A lot of people have ways of accomplishing this, but my way is using compile-tim...

purplesyringa · 2025-04-29T21:38:29 1745962709

I think we're all talking past each other here.

Your suggestions introduce, in effect, a hypothetical `if` statement, only one branch of which is taken. I can change the condition arbitrarily, but ultimately it's still going to be either one or the other.

I want the `if` to take both branches at once. I want the compiler to assume that both branches trigger the exact same side effects and return the same results. I want it to try both approaches and determine the better one depending on the environment, e.g. the number of free registers, (lack of) inlining, facts statically known about the input -- all those things that you can't write a condition for on the source level.

Think about it this way. A standard compiler like LLVM contains passes which rewrite the program in order. If something has been rewritten, it will never be rolled back, except it another pass performs a separate rewrite that explicitly does that. In contrast, e-graphs-based compilers like Cranelift maintain an equivalence graph that represents all possible lowerings, and after the whole graph is built, an algorithm finds a single optimal lowering.

Existing solutions make me choose immediately without knowing all the context. The solution I'd like to see would delay the choice until lowering.

thrtythreeforty · 2025-04-29T22:01:37 1745964097

> e-graphs-based compilers like Cranelift maintain an equivalence graph that represents all possible lowerings, and after the whole graph is built, an algorithm finds a single optimal lowering

Do you have a good entrypoint reference for learning about how this works? This (and the associated mention in the article) is the first time I've heard of this approach.

purplesyringa · 2025-04-29T22:05:27 1745964327

@thrtythreeforty I think this RFC is a good start: https://github.com/bytecodealliance/rfcs/blob/main/accepted/.... Then read through these docs: https://docs.rs/egg/latest/egg/tutorials/. They document the behavior of a particular crate, but they also act as a very accessible high-level overview.

alion02 · 2025-04-30T09:04:49 1746003889

I recently ran down approximately the same rabbit hole when trying to figure out what to do about x86 treating addition and bitwise OR differently. There's https://llvm.org/docs/LangRef.html#id171, but it can't generally be synthesized in Rust. So I went on a short-lived quest:

- https://internals.rust-lang.org/t/expose-llvms-or-disjoint-i...

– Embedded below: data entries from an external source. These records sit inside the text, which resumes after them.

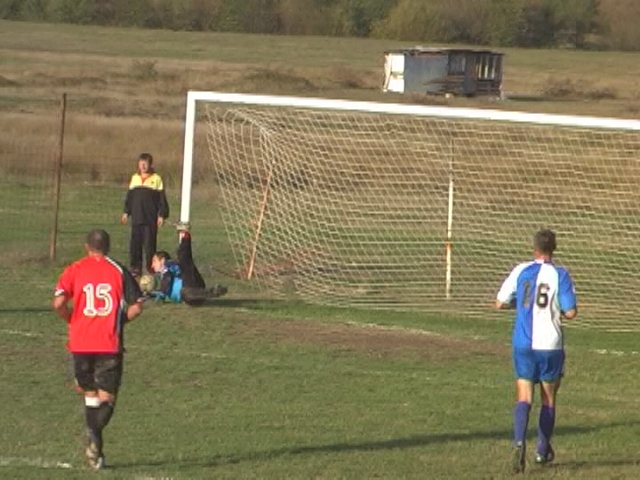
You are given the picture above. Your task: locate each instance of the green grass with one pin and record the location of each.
(252, 387)
(255, 387)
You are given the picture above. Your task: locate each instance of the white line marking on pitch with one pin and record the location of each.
(32, 462)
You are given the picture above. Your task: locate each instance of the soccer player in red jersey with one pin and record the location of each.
(96, 296)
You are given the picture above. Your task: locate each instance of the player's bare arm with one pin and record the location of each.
(61, 308)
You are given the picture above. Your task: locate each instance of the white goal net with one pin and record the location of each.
(415, 207)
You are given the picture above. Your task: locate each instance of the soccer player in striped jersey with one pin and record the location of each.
(96, 296)
(542, 294)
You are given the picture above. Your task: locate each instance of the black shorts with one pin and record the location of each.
(98, 371)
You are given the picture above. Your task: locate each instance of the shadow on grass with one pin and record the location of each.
(249, 303)
(397, 443)
(26, 310)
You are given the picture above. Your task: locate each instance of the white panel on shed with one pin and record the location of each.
(393, 73)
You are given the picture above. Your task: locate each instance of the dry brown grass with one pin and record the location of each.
(121, 102)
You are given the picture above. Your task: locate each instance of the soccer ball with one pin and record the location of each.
(147, 283)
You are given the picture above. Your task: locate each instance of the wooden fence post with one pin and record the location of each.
(57, 169)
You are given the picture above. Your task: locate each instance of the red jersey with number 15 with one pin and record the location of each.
(101, 290)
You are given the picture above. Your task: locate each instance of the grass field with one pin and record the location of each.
(254, 387)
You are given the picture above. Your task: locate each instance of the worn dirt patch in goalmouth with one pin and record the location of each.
(374, 340)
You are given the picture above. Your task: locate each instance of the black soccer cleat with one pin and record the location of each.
(543, 459)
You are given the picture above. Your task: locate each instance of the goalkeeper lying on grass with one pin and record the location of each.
(178, 281)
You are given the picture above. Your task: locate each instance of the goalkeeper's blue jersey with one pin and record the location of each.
(542, 292)
(171, 283)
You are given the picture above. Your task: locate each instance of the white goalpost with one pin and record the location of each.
(416, 207)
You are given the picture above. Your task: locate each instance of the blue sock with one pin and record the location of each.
(545, 427)
(520, 421)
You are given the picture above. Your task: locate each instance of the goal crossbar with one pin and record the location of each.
(356, 203)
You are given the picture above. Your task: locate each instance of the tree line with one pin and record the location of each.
(581, 24)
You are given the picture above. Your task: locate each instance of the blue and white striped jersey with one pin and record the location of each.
(542, 292)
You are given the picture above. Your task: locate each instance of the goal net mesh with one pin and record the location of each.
(354, 208)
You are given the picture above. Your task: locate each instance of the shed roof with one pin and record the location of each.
(419, 49)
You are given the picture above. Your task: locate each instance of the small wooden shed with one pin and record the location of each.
(443, 71)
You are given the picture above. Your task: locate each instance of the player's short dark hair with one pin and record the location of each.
(163, 255)
(544, 241)
(99, 240)
(147, 157)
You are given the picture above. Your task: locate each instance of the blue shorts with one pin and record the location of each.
(538, 365)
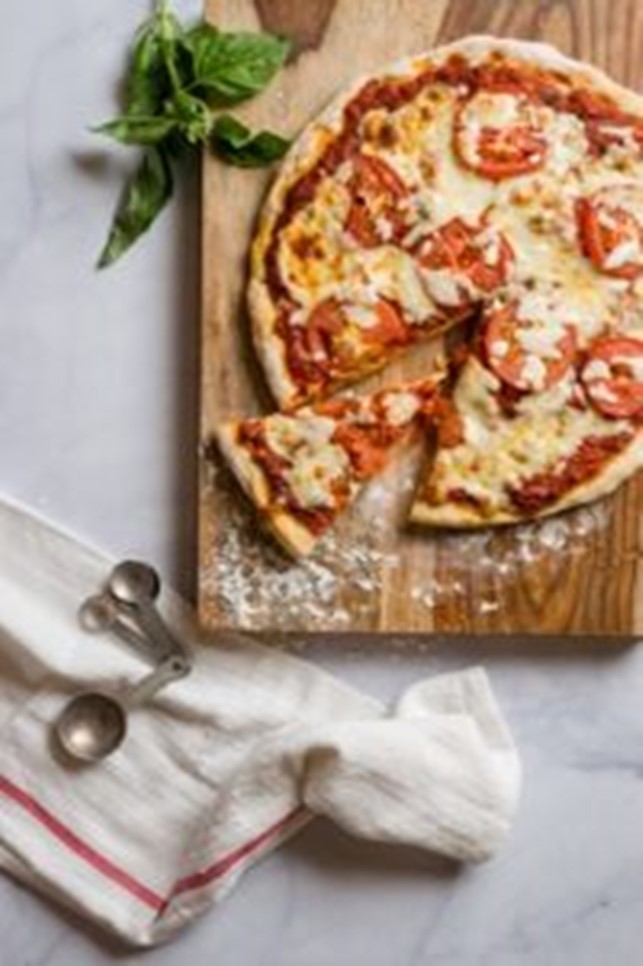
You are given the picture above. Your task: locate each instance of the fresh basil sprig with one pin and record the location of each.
(177, 80)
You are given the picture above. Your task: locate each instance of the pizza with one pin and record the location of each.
(491, 185)
(302, 468)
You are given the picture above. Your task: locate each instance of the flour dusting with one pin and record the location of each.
(256, 586)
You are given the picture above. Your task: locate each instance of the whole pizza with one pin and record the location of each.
(492, 185)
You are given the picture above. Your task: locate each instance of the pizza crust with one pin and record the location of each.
(309, 146)
(461, 517)
(289, 532)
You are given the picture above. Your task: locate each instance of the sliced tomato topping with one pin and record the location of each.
(330, 344)
(325, 321)
(376, 191)
(367, 455)
(610, 235)
(522, 353)
(496, 135)
(473, 253)
(390, 328)
(613, 377)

- https://github.com/rust-lang/libs-team/issues/373

- https://github.com/rust-lang/rust/pull/124601

Which ultimately culminated in an opinion that should sound familiar - https://github.com/rust-lang/rust/pull/124601#issuecomment-2....

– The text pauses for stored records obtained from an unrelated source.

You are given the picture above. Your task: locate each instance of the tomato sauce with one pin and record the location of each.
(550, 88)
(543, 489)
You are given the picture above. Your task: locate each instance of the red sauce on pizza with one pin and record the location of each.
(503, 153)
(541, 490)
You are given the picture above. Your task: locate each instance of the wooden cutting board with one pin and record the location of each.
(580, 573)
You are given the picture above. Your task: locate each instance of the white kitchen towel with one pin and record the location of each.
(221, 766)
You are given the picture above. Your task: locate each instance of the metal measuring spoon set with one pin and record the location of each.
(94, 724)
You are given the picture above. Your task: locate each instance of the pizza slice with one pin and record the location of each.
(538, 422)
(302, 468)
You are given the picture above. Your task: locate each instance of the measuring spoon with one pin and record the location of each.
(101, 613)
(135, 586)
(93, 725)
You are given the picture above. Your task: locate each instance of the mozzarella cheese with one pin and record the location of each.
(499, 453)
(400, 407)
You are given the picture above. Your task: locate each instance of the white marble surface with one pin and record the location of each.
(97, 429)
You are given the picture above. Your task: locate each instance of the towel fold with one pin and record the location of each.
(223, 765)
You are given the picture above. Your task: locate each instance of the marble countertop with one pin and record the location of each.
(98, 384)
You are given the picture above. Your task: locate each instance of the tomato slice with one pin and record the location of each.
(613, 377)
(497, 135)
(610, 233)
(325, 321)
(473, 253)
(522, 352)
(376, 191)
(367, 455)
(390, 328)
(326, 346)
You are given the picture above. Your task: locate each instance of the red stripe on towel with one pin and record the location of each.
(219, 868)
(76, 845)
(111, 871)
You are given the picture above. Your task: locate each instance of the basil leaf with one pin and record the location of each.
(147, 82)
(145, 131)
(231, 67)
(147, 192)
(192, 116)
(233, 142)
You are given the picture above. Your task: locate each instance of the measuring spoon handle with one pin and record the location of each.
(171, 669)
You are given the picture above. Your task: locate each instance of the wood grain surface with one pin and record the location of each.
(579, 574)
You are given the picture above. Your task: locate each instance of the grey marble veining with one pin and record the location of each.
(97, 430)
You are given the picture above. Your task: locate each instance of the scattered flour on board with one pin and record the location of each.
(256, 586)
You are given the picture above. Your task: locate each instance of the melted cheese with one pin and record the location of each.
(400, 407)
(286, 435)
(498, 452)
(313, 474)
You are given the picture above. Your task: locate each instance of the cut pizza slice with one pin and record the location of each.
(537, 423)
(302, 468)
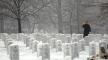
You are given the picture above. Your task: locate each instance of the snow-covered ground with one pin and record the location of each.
(27, 54)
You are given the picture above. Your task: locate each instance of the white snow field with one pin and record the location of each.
(39, 46)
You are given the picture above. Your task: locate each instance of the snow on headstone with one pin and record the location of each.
(103, 43)
(92, 48)
(74, 50)
(31, 43)
(87, 40)
(9, 43)
(27, 41)
(53, 42)
(46, 51)
(81, 45)
(39, 49)
(14, 52)
(34, 47)
(67, 49)
(59, 45)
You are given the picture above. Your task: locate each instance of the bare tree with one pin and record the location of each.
(59, 13)
(12, 9)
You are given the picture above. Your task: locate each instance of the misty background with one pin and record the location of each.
(53, 16)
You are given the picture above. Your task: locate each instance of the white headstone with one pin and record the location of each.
(67, 49)
(14, 52)
(74, 50)
(92, 48)
(34, 47)
(46, 52)
(53, 42)
(81, 45)
(59, 45)
(39, 49)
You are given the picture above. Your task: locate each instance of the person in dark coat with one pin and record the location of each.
(87, 29)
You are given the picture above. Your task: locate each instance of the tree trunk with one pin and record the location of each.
(71, 23)
(78, 22)
(59, 13)
(19, 25)
(1, 25)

Validark · 2025-04-29T23:46:33 1745970393

Oh, yes, I understand now. I've thought to myself before it would be nice if I could have implementation 1 go into variable x. And implementation 2 go into variable y. Then I do `assert(x == y)` and a compiler like Cranelift should know it only needs to pick one of them.

I'm glad to know that's the design of Cranelift, since that's how I would think it should be done, although I haven't written a middle or backend for a compiler yet.

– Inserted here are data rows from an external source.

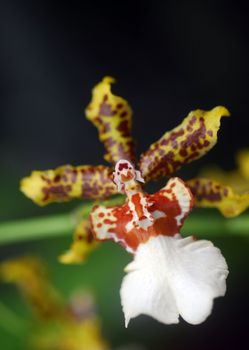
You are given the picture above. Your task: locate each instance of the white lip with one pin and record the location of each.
(172, 276)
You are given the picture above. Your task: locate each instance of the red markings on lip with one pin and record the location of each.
(122, 166)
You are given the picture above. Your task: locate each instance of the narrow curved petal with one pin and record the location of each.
(243, 163)
(172, 276)
(29, 275)
(83, 244)
(68, 182)
(213, 194)
(112, 116)
(193, 138)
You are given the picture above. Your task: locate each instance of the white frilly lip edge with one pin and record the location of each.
(171, 277)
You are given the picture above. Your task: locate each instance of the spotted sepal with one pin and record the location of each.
(129, 225)
(29, 275)
(83, 244)
(212, 194)
(68, 182)
(112, 116)
(194, 137)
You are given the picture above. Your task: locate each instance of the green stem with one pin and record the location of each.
(206, 225)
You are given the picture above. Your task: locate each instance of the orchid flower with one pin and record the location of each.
(227, 191)
(169, 275)
(58, 324)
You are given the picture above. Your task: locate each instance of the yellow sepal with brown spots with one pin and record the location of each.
(68, 182)
(112, 116)
(243, 163)
(212, 194)
(193, 138)
(83, 244)
(29, 275)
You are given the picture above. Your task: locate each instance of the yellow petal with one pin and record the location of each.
(243, 163)
(212, 194)
(82, 245)
(68, 182)
(193, 138)
(30, 277)
(112, 116)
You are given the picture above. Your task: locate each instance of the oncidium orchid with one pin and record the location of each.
(58, 324)
(169, 275)
(227, 191)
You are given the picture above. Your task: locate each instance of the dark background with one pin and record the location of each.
(169, 57)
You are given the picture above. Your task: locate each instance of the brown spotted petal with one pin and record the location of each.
(212, 194)
(112, 116)
(243, 163)
(193, 138)
(29, 275)
(68, 182)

panic · 2025-04-30T01:32:30 1745976750

Another cool thing you could do is fuzz test a version of the code that actually does take both branches (in separate runs with fresh memory etc.) and aborts if they give different results.

almostgotcaught · 2025-04-30T00:07:28 1745971648

> I want the `if` to take both branches at once.

this is called symbolic execution - as i have already told you, many compilers do this in the form sccp and scev. you don't need silly things like egraphs for this.

> If something has been rewritten, it will never be rolled back

this is patently false - not only do passes get rolled back to catch/correct errors but there is a fixed-point iteration system (at least in MLIR) that will apply passes as long as they are "profitable".

purplesyringa · 2025-04-30T08:59:22 1746003562

I don't see how symbolic execution is relevant to this. Yes, symbolic execution does "check both paths" for some definition of "check", but ultimately I as a programmer still need to write a condition, and that condition is on the source level, so it can't access information on e.g. register pressure, which is what I would like to comptime-branch on.

> not only do passes get rolled back to catch/correct errors but there is a fixed-point iteration system (at least in MLIR) that will apply passes as long as they are "profitable"

Huh? I'm not arguing against fixed-point iteration, that's perfectly fine because it's still a unidirectional process. What do you mean by "passes get rolled back to catch/correct errors" though? Certain rewrites can certainly be not performed in the first place if they pessimize the code, but that's not what I'm talking about.

If there's pass 1 that chooses between rewrite A and B, pass 2 that chooses between rewrite C or D, and pass 3 choosing between E or F, in a typical compiler, this choices would be made one by one mostly greedily. An e-graph style approach allows all of those eight combinations to be tried out without necessarily leading to a combinatorial explosion.